We cannot continue to do 21st Century national security business with a 50-year-old Cold War infrastructure. The need for sustaining future plutonium and uranium capabilities is without question. One common thread among all these experts is the agreement that we will need these capabilities to maintain our nuclear deterrent. Take the 50-year-old Chemistry and Metallurgy Research (CMR) Facility at Los Alamos, for example. The DNSFB has clearly stated that the CMR has significant safety issues which cannot be addressed in the existing structure. Similar issues exist at Y-12 with regards to Building 9212, which currently houses many of our legacy uranium processing operations. The country can not afford to wait any longer.
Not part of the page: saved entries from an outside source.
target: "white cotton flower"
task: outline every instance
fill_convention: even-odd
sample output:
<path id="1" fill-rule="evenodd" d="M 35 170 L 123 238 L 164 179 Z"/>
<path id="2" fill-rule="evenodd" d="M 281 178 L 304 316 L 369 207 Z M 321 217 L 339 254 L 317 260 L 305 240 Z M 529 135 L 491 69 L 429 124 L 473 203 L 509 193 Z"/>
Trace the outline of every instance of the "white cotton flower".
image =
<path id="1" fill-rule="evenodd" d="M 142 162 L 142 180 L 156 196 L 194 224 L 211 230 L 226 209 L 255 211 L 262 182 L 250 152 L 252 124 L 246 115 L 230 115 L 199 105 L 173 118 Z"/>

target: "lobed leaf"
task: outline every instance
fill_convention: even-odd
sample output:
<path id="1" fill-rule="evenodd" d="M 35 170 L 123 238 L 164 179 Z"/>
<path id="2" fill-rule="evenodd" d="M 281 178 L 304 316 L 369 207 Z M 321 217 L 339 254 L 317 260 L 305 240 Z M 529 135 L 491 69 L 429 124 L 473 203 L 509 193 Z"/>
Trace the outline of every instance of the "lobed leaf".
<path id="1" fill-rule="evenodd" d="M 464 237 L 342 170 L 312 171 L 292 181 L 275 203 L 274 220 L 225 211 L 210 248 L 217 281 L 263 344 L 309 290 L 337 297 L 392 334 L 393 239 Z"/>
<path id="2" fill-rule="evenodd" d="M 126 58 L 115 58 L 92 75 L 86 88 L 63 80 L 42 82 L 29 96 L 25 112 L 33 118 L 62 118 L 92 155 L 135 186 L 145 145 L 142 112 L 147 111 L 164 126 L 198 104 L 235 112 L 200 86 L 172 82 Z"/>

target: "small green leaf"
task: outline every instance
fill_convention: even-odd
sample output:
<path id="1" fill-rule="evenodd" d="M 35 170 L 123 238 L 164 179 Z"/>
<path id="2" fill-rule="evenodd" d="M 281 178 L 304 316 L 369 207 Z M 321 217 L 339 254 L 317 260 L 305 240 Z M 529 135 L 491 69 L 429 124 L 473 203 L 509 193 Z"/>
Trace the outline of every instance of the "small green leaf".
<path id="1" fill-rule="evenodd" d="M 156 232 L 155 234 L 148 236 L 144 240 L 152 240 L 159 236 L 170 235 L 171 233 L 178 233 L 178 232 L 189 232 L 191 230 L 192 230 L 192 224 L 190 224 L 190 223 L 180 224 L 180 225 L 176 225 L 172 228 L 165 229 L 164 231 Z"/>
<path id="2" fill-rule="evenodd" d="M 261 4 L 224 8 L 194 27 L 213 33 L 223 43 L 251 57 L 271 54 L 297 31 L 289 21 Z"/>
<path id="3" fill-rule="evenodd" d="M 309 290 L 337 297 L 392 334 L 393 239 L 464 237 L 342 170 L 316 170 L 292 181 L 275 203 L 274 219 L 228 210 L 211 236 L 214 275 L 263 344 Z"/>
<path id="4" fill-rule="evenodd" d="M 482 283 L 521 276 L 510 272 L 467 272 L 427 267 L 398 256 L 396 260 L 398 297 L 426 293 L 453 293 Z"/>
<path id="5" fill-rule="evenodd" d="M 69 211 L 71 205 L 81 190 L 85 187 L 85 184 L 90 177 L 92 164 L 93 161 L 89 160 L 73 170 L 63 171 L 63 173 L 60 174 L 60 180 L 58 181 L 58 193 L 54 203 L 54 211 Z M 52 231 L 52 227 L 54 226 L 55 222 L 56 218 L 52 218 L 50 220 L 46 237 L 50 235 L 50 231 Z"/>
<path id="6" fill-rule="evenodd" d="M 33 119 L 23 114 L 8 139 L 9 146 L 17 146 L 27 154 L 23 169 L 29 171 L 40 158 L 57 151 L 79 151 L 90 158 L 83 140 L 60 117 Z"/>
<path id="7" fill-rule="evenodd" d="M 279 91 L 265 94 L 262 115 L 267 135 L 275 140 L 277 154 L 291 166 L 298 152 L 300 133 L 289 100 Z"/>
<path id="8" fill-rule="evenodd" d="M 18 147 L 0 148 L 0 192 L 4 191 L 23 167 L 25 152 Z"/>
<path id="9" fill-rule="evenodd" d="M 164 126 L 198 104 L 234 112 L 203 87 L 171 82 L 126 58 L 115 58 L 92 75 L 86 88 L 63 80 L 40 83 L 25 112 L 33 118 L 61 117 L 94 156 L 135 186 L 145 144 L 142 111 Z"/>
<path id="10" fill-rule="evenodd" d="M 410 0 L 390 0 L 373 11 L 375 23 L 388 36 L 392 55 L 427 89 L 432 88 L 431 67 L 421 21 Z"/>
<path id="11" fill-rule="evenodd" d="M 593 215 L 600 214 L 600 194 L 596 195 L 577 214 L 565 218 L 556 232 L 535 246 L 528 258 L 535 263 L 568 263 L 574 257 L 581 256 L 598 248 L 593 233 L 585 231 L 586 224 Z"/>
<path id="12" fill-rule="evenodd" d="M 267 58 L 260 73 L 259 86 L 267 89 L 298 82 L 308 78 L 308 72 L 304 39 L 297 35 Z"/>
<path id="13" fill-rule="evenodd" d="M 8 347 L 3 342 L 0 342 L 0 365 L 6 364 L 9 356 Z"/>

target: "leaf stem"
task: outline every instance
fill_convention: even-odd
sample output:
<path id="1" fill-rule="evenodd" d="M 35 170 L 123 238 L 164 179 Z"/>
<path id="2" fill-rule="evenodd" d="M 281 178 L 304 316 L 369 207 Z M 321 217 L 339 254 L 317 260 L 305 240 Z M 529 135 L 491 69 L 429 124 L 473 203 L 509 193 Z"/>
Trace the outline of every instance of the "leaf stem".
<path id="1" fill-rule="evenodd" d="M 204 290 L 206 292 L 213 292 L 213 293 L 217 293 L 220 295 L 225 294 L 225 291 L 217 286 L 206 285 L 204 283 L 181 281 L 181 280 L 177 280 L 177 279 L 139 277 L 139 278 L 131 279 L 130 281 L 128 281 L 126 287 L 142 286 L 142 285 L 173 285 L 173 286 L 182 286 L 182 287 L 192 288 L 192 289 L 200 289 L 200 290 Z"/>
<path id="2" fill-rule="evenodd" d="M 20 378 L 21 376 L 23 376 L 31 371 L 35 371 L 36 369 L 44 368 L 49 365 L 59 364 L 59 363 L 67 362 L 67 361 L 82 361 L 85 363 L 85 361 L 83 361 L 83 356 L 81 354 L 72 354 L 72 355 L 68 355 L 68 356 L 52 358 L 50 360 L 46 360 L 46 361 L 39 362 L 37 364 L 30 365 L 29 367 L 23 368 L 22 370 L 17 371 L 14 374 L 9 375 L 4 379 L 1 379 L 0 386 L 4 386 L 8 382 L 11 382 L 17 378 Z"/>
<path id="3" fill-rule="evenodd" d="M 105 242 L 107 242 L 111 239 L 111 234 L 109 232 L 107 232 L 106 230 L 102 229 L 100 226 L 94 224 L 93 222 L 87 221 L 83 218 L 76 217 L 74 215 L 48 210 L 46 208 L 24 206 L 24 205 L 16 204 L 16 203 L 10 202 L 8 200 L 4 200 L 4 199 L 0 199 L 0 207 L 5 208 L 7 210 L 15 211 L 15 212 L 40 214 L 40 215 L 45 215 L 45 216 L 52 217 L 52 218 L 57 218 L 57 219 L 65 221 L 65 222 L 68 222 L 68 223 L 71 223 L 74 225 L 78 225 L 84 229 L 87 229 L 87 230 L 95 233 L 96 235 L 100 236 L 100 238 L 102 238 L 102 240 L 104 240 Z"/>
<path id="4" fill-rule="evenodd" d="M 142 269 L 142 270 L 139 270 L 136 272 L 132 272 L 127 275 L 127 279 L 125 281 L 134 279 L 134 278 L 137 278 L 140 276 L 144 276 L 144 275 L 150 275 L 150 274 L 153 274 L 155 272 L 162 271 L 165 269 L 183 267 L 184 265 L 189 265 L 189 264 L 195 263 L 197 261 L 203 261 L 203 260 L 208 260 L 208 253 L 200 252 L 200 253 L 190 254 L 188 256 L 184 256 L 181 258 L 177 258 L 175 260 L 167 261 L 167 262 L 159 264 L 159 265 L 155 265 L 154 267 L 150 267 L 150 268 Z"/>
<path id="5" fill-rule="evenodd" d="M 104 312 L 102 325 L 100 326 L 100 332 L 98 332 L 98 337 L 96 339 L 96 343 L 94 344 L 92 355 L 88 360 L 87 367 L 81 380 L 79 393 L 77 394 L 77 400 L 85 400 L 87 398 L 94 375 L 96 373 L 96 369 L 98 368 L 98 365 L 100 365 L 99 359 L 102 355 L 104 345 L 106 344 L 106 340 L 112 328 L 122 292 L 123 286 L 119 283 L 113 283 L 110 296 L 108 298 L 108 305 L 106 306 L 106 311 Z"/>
As Administrator, I am responsible for sustaining our capabilities that support the Nation’s commitment to maintain the lowest number of nuclear weapons consistent with U.S. national security requirements. Since my first day as acting Deputy Administrator for Defense Programs, I have taken a long hard look at the nuclear security enterprise, and where we need to be. I am convinced that what I have outlined here is the best path. And I also feel that the need for change is urgent. We must stop pouring money into an old, Cold War complex that is too big and too expensive.
This will not be easy, but the key to successfully meeting our mission is to ensure that we become a smaller, safer, more secure, and less expensive enterprise that leverages the scientific and technical capabilities of our workforce to meet all our national security requirements. We need buildings, methods and materials that are safer for our workers than those used during the Cold War.
Our dedicated workforce is the key to transformation and its success. They will be the agents of transformation and their insights, experience and proven dedication will be needed to carry it out. Their expertise constitutes a key element of our nation’s national security. In the end it all comes down to people and unsurpassed technical capabilities. It comes down to maintaining and attracting the best people in this country, doing incredibly challenging and important work for our Nation’s security. And it comes down to good stewardship, retiring large Cold War-era facilities and modernizing the infrastructure that our people rely on for “Getting the Job Done.”
Thank you, I’ll be happy to take your questions.